Step 1: find the config file
Every MCP-capable Claude client reads a JSON config file at startup. Here is where to find it:
Mac: ~/Library/Application Support/Claude/claude_desktop_config.json
Windows: %APPDATA%\Claude\claude_desktop_config.json
Linux: ~/.config/Claude/claude_desktop_config.json
If the file does not exist, create it with an empty JSON object: {}
Step 2: add your server config
On any MCP server page on ClaudeWave, click the Copy config button. Paste inside your existing config, merging the mcpServers object:
{"mcpServers":{"existing-server":{...},"new-server":{"command":"npx","args":["-y","@example/mcp-server"]}}}Placeholders like <api_token> must be replaced with real values. Environment variables are more secure than hardcoding secrets; some servers read from env.
Step 3: restart Claude Desktop
Fully quit the app (Cmd+Q on Mac). Reopen. The new MCP server should appear in the tools list (bottom-right of the chat input).
If it does not show up, check the logs: Claude Desktop, Settings, Developer, Open Logs. You will see connection errors, missing commands, or permission issues.
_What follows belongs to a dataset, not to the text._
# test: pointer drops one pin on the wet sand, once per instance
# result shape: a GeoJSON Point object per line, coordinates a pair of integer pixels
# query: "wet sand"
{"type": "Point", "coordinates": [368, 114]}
Alternative: Claude Code CLI
If you use Claude Code (the terminal CLI), you can add MCP servers with: claude mcp add <name> <command>. The config persists to ~/.claude.json. No restart required: the next claude invocation picks it up.
Troubleshooting
'Command not found' means the runtime is missing. For npx: brew install node. For uvx: pip install uv. For Docker: install Docker Desktop.
'Permission denied' means the server may need filesystem access. On Mac, grant permission in System Settings, Privacy and Security, Files and Folders, Claude.
'No tools available' means the server started but returned zero tools. Check the server's README for required env vars (API keys, paths, etc).